Casey oyó el timbre y abrió la puerta. Un joven agente de policía dijo:
—¿La señora Singleton?
—Sí —respondió ella.
—¿Trabaja usted para Norton Aircraft?
—Sí. Así es.
—Estos señores son empleados de seguridad de la Norton. Dicen que están aquí para protegerla.
—¿Cómo? —preguntó Casey.
—¿Quiere ver sus credenciales?
—Sí —respondió ella—. Claro.
El policía encendió una linterna y los dos hombres le enseñaron las carteras. Casey reconoció las credenciales del Servicio de Seguridad de Norton Aircraft.

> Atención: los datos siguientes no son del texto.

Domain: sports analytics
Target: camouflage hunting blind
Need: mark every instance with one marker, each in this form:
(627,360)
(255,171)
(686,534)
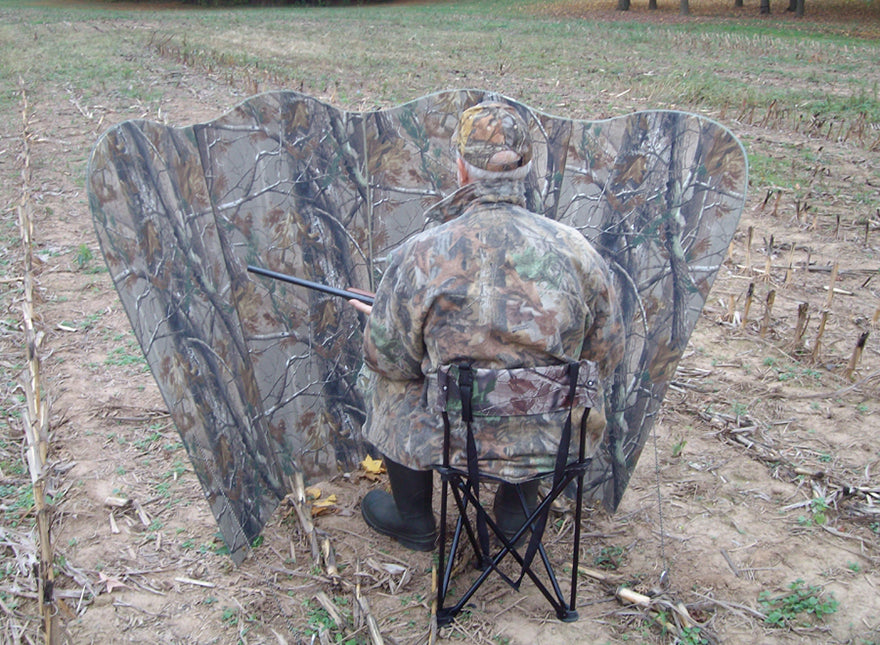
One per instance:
(259,375)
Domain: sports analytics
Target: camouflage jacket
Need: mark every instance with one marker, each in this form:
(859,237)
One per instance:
(498,287)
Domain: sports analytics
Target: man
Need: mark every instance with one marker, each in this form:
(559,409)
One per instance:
(494,285)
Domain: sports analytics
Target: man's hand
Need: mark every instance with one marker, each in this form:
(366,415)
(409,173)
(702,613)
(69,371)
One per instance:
(357,304)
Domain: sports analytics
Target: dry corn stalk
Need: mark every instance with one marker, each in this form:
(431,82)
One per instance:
(36,415)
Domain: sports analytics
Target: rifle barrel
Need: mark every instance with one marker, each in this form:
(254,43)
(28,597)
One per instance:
(317,286)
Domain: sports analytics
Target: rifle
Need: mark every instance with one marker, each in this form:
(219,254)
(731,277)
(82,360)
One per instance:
(317,286)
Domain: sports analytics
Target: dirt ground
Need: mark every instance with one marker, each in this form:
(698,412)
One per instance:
(764,469)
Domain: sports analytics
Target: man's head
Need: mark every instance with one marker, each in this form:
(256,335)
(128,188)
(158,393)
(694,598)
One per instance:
(492,140)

—Lo sentimos, señora —se disculpó uno de los guardias—. Pensamos que estaba avisada. Tenemos órdenes de acercarnos a vigilar la casa cada hora. ¿Le parece bien?
—Sí —respondió Casey—. Está bien.
—¿Necesita algo más? —preguntó el policía.
Casey se sentía avergonzada. Murmuró unas palabras de agradecimiento y volvió a la casa.
—Cierre bien la puerta —aconsejó uno de los guardias con amabilidad.
—Sí, yo también tengo un coche aparcado en la puerta —dijo Kenny Burne—. Le han dado un susto de muerte a Mary. ¿Qué diablos está pasando? Las negociaciones para el nuevo convenio laboral no empezarán hasta dentro de dos años.
—Llamaré a Marder —dijo Casey.
—Todo el mundo tiene guardias de seguridad —informó Marder por teléfono—. Cuando el sindicato amenaza a un miembro del equipo, los protegemos a todos. No te preocupes por eso.
—¿Has hablado con Brull? —preguntó Casey.
—Sí. Lo he hecho entrar en razón. Pero pasará un tiempo hasta que se corra la voz y todo el mundo entienda lo que pasa. Hasta entonces todos tendréis guardias.
—De acuerdo —dijo ella.
—Es sólo por precaución —aseguró Marder—. Nada más.
—Bien.
—Duerme un poco —recomendó Marder, y colgó el auricular.